A BAD KING, A PROBLEM PLAY, BUT A GREAT EVENING
Of Shakespeare’s plays this is one of the least done and loved: there’s disputed authorship of some sections, parts of the plot missing and replaced from another text. Sir Trevor Nunn takes it on as the penultimate achievement in his intention to direct all 37 plays: I was agog, since I missed the Globe’s version (part of the Magna Carta anniversary, though oddly the play ignores that milestone in the life of “England’s worst king”). I especially needed to expunge the memory of an ill-advisedly whimsical RSC version – a sort of Timmy Mallett lark, the warlike Fauconbridge transgendered and giggling in harlequin tights with balloons and a ukelele, and one vital character omitted. I had wondered whether the play itself was so terrible that it needed this burlesquery. Turns out, it doesn’t , not at all. I was engrossed for three hours.

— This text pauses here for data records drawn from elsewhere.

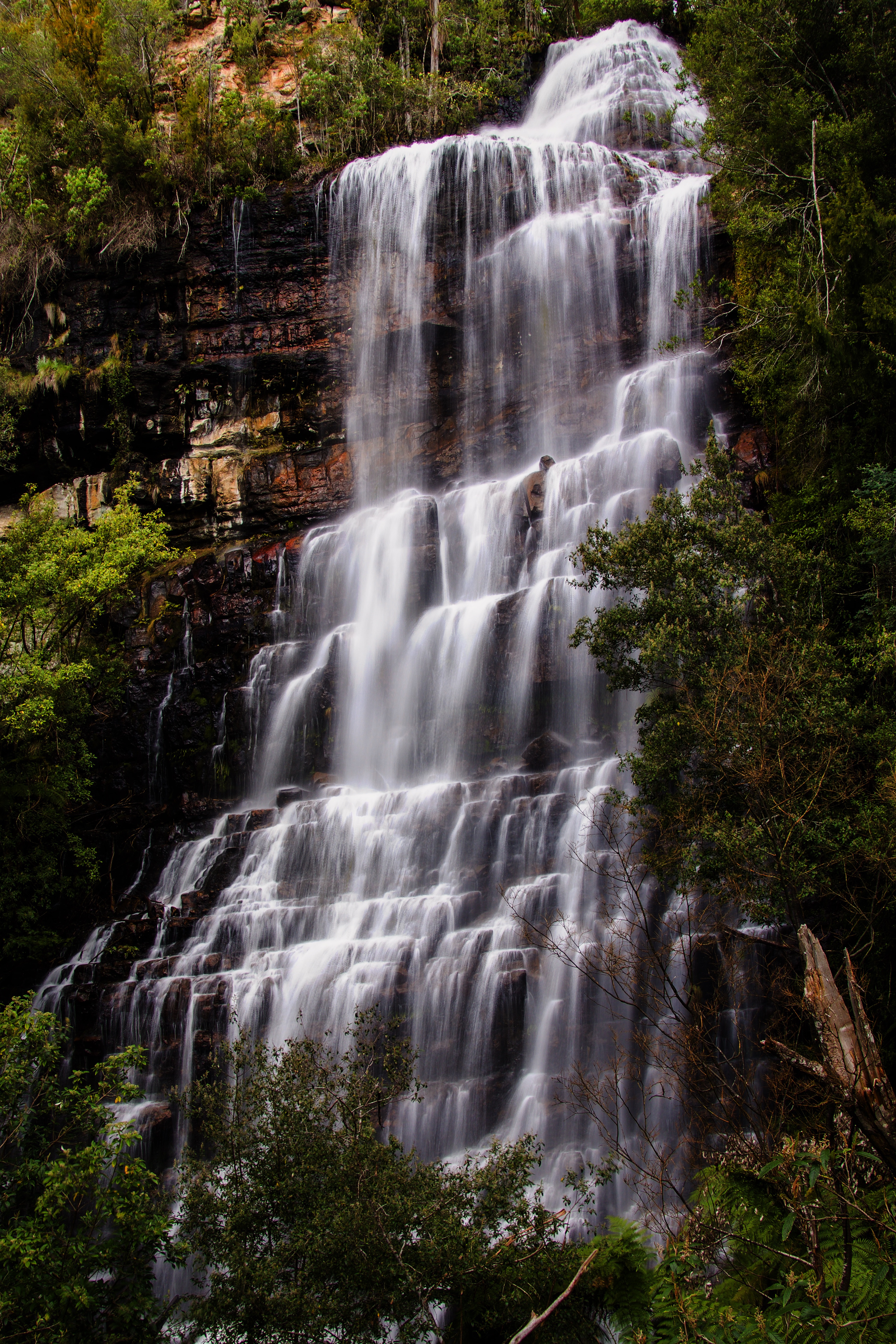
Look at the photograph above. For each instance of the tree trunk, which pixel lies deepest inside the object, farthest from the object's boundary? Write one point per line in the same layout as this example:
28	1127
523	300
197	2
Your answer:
851	1060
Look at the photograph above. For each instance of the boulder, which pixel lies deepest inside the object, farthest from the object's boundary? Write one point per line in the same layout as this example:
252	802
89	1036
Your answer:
547	750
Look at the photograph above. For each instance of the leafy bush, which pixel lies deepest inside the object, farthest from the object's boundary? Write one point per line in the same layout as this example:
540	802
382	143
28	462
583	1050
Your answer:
81	1217
58	584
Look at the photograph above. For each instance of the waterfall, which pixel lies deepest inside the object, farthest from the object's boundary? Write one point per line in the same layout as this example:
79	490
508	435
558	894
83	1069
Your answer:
511	292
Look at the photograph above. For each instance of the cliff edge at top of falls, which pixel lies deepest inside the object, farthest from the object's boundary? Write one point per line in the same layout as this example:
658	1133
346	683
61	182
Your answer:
237	355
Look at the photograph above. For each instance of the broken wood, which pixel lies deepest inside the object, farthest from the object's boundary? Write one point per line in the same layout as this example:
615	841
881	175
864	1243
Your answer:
851	1058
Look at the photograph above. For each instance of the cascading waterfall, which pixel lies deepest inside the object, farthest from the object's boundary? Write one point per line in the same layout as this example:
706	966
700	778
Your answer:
511	291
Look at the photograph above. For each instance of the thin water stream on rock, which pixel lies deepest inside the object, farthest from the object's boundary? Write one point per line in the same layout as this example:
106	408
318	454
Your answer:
516	284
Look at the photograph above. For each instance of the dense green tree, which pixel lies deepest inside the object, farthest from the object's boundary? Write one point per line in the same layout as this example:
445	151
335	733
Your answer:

Sir Trevor takes it without gimmicks, and with all the fleur-de-lys and crowns and .girdles the most medievally minded could want , and delivers a pacy, suspenseful, admirably clear and wholly entertaining rendering. Of all the ‘histories’ it is the most intimate and familially tangled: a sort of poisonous proto-Dynasty chronicle of tribal rows. Political too, of course: the cardinal legate Pandulph, a spiritedly bossy and comically affrontable Burt Caesar, reminds us that Boris Johnson missed a trick in citing only Napoleon and Hitler as ambitious for pan- European domination. Medieval Popes put in a pretty good bid for the obedience of political “Christendom”. Some of the biggest sighs of sympathy met both King John’s defiance that “no Italian priest shall tether or toll” England; and there’s another one later when John recants, and the French Dauphin irritably refuses to be told to stop the war he was previously told to start.
But in the first half it is the family rows which keep things rolling along. The women’s roles and ferocious tirades are reminiscent of Richard III, but more intemperate. Richard the Lionheart is dead; his mother, Maggie Steed’s old Queen Elinor, interferingly matriarchal as she pronounces John king. Even she is drowned by Lisa Dillon as the furious Lady Constance, widow of the eldest brother and mother of the small, sweetly embarrassed Prince Arthur, who from the start seems well aware that his mother’s pursuit of his cause will lead to no good. Even John’s niece Blanche (Elisabeth Hopper) , negotiated bride of the Dauphin, gets her moment of fury when she roars “On my wedding day?” as he fragile peace collapses thanks to Pandulph, and the war (indicated, unfussily, on overhead screens) heats up again.
It is played with immense vigour (sometimes at first perhaps a shade too much from the illegitimate, warlike Faulconbridge (Howard Charles) as he rants through his dense soliloquies. John himself is Jamie Ballard, with a fine dissipated rock-star arrogance in his face: sullen, chilly and petulant, with flashes of rage from the start, and wonderful sulky reaction-faces during the more intemperate family scenes and episcopal lectures. He becomes genuinely chilling in his quiet “I have a thing to say…” briefing to Hubert to put the child’s eyes out and kill him. When he is finally disintegrating, weepily contemptible in his frightened remorse and at last his death “shameful my life, and shamefully it ends” he is pitiable, human, lost. That Shakespearian moment of truth amid the politics silences the room.
Howard Charles as the Bastard , hard-man and warrior cynic, is powerful, Dominic Mafham as Salisbury impressive. But among that strong cast particular laurels go to Stephen Kennedy for a deep-layered, moving performance as Hubert the loyal reluctant murderer, and to his charge Arthur. The boy’s part is shared, but on the night I went it was a stellar, unaffected, taking, brave performance by young Harry Marcus. When he pleads, gallantly and scornfully, against Hubert’s hot irons he is mesmerizing: his death at the castle wall is the poignant heart of the play. Terrific.